In the filing, Holmes, 39, claimed that although federal prosecutors in her trial focused on the allegation that she intentionally misrepresented to investors the capabilities of Theranos’ technology, “the reality differed significantly” from that argument.
“Highly credentialed Theranos scientists told Holmes in real time the technology worked,” the filing said. “Outsiders who reviewed the technology said it worked.”
Prosecutors made the case that while Holmes and her now-defunct Palo Alto blood-testing startup touted the ability to conduct a full range of blood tests using just a few drops of blood from a finger-stick, the firm’s machines could in reality only perform a handful of tests. Jurors heard testimony that the company’s machines suffered from significant inaccuracy problems.
Holmes, when she took the witness stand in November 2021 during her trial in U.S. District Court in San Jose, told the jury she believed her company had developed technology capable of performing any blood test.
However, jurors also heard about a litany of misrepresentations and deceptions by Holmes, who admitted on the stand that she had pilfered pharmaceutical company logos and put them on glowing internal Theranos reports sent to investors.
In her filing Monday, Holmes argued that Judge Edward Davila during her trial had “flouted the Federal Rules of Evidence” by allowing the jury to hear testimony from an expert witness presented as a layman; to hear about an “unfairly prejudicial” federal regulator’s report into Theranos; and to learn that the company had voided all the test results from its own machines so that “the jury likely was confused into thinking it was an admission that Theranos’ technology did not work.” Davila also “abused” his judicial discretion by excluding testimony by Theranos president Sunny Balwani during his separate fraud trial that he was responsible for the model that produced exaggerated financial projections given to some investors, the filing alleged.
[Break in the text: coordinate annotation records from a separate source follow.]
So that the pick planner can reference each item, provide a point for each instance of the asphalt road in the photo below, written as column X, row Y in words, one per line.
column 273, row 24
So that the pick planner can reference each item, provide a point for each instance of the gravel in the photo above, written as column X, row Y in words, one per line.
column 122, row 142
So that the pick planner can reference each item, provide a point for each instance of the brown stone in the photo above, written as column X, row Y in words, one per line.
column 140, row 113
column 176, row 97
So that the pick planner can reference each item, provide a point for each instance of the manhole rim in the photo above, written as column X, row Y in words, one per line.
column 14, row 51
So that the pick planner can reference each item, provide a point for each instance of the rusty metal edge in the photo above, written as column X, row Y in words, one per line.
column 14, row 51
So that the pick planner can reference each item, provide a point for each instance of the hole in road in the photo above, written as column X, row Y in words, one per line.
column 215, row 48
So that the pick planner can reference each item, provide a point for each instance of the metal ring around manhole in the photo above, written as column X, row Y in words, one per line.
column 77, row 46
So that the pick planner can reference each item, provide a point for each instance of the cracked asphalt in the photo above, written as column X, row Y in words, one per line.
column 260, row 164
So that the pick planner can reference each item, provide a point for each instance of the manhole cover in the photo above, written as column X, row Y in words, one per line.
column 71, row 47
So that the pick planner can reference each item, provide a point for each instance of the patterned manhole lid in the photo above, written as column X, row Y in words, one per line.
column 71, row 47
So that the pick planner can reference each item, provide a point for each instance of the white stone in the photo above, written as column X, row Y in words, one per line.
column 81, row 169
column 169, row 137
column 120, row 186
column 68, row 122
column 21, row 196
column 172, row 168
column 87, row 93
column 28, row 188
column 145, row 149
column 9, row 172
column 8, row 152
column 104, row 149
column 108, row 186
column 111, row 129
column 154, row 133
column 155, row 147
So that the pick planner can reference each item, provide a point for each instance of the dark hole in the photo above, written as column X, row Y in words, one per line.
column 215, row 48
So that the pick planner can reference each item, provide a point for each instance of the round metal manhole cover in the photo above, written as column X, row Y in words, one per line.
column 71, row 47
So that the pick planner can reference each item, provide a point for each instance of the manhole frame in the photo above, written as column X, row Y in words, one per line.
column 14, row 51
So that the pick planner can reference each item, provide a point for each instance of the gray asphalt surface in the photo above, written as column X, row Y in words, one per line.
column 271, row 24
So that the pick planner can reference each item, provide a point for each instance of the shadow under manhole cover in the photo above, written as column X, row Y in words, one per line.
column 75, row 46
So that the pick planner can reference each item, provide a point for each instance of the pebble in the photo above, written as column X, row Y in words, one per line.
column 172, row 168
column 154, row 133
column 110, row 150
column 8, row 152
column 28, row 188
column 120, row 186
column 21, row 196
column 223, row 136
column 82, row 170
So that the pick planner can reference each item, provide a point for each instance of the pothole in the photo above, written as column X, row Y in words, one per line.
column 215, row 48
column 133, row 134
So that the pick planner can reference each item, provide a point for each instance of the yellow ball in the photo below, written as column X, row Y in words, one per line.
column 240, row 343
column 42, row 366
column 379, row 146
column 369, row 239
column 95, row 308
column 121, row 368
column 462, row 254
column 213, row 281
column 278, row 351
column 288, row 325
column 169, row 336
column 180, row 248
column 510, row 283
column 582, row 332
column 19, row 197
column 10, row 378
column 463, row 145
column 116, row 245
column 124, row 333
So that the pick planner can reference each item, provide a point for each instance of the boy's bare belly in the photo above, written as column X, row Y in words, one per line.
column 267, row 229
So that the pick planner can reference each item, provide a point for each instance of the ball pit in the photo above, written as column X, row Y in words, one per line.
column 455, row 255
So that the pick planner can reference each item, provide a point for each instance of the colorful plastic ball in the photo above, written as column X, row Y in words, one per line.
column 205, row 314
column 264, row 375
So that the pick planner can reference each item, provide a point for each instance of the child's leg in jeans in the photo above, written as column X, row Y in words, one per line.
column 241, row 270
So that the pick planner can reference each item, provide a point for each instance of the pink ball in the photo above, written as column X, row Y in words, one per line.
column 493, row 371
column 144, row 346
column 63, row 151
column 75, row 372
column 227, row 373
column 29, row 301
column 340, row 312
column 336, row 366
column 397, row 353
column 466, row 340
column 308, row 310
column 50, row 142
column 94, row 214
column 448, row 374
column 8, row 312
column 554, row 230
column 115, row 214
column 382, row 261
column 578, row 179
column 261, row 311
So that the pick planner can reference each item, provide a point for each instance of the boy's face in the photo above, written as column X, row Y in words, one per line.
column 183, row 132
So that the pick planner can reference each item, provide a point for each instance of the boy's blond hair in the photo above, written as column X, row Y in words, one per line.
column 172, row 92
Legal experts have said Holmes’ appeal is a long shot, given how comprehensively Davila has addressed — during the trial and in her multiple subsequent bids to get her conviction thrown out — her claims about improperly introduced evidence and other matters. According to the federal courts system, the vast majority of appeals fail.
If the appeals court declines to scrap her conviction, her sentencing should be re-done, Holmes’ filing Monday argued. Davila “erred at sentencing” by using the wrong legal standard for his findings about the number of victims and the amount of investor losses, the filing argued. By applying a “preponderance of evidence” standard instead of “clear and convincing,” Davila came up with an “excessive” prison term “for a woman who — unlike other white-collar defendants — neither sought nor gained any profit from the purported loss and was trying to improve patient health,” the filing claimed.
Holmes last week lost her bid to defer her imprisonment until her appeal is finished, which could take a year or more. Davila on April 10 upheld his earlier decision that she must surrender herself for incarceration April 27. Davila has recommended a minimum-security prison camp in Bryan, Texas, but federal prison officials have the final say on where she will be locked up.
Davila has yet to rule on any restitution Holmes would be ordered to pay. Prosecutors in a court filing last month asked Davila to order her to repay the full amount of investor losses, which the prosecution tallied at more than $878 million. Davila has pegged investor losses from Holmes’ criminal conduct at $381 million. A jury convicted her on counts relating to investor losses of about $144 million. Holmes in a February court filing said she “continues to work on ideas for patents” but “has essentially no assets of meaningful value.” In an earlier filing, Holmes’ legal team said she “has incurred substantial debt from which she is unlikely to recover.”